Tips for Keeping You and Your Clients Safe

By Karrie Osborn
[Savvy Self-Care]

We asked some of our best and brightest here at ABMP to share their favorite safety tips for massage therapists and bodyworkers. From personal safety to financial safety, here are their words of wisdom.

Periodically look around your massage room with fresh eyes to see if there’s anything that might cause a client injury, like a cord or rug they might trip over. Do the same for your parking area, front entrance, and reception room. Regularly check your massage table bolts and hinges to be sure they are tight and not worn down. A little spot check now and then can prevent a big injury later!
Kristin Coverly, RMT, ABMP Education Facilitator (and co-author of Massage & Bodywork’s Business Side column)

Put your gift certificate earnings directly into a savings account and don’t withdraw until the gift certificate has been redeemed. That way, if you have a week of several gift certificates getting redeemed, you won’t find yourself short on income.
Cindy Williams, RMT, ABMP School Liaison

When locking up the building for the night, check surroundings, have keys ready to get in your car, and make sure it’s safe before leaving. It’s always good to have ample lighting near your doorway and parking lot. Putting a flashlight on your keychain can be helpful, too.
Lauren Snow, Licensed Esthetician, Program Coordinator for Associated Skin Care Professionals (ABMP’s sister association)

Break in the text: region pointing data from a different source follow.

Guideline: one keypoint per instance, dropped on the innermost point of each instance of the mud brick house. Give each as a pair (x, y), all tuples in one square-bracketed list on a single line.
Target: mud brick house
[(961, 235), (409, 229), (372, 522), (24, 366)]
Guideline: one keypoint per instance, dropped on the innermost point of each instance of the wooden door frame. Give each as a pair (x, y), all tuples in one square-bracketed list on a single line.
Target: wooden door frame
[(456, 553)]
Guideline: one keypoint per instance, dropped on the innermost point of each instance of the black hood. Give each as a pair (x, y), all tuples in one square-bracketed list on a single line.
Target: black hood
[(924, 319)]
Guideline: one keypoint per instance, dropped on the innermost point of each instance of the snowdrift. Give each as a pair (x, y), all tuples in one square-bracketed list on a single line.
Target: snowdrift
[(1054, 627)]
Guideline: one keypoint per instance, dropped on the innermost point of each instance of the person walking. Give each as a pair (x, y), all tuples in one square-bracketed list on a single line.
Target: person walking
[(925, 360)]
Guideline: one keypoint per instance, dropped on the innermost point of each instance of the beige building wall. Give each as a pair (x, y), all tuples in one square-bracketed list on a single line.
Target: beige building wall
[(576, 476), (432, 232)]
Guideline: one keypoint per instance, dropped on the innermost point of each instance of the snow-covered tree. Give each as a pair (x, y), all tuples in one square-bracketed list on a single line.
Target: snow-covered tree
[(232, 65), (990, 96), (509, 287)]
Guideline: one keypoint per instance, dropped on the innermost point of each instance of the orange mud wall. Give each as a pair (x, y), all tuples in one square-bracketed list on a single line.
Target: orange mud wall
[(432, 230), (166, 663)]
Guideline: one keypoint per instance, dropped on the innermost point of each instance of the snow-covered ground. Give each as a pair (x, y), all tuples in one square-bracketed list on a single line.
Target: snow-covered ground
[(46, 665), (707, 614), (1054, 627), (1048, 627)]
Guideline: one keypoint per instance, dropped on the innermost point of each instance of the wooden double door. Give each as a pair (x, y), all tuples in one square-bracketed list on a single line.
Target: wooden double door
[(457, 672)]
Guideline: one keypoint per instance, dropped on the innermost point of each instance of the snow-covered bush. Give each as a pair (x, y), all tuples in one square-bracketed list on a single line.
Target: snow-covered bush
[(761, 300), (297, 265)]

Financial planning experts calculate that workers need to save at least 10–12 percent of income to have a good chance of making it through retirement without lowering their standard of living. If you haven’t established an IRA, do so immediately so your savings can grow tax-free.
Bob Benson, ABMP Chairman

It’s essential to center and ground oneself before giving a massage. You have to have a stable physical and emotional base before laying your hands on someone else. I taught a friend a few neck and shoulder massage techniques that she used on a relative who had a headache. The relative was relieved of her pain, but the massage-giver developed her own headache by the end of the massage. I believe she wasn’t fully centered and took on some of her relative’s energy. I always share a short grounding technique now, along with any massage techniques.
Brian Halterman, RMT, ABMP Education Program Coordinator

File your taxes honestly and appropriately. Paying quarterly is part of the gig, and you won’t get stung at the end of the year. Running your business with financial integrity also helps your clients know you’re a smart businessperson, in addition to being a great therapist.
Jenny Good, ABMP Director of Member Development

Have a network of professionals at the ready to refer to. Schedule time for yourself! And, every year, renew your first aid and CPR training, and review your knowledge of skin cancer warning signs. Remember, you are often the first line of defense.
Angie Parris-Raney, RMT, ABMP Advertising Manager

When new clients book online, I always contact them by phone and ask how they heard about my office, who referred them, etc., to make sure they are seeking me out for the right reasons. New clients are also asked these questions when they book by phone, and they must provide an email address. Usually my new clients have been referred by word of mouth or knew about my practice from the previous owner, but it’s good to do due diligence.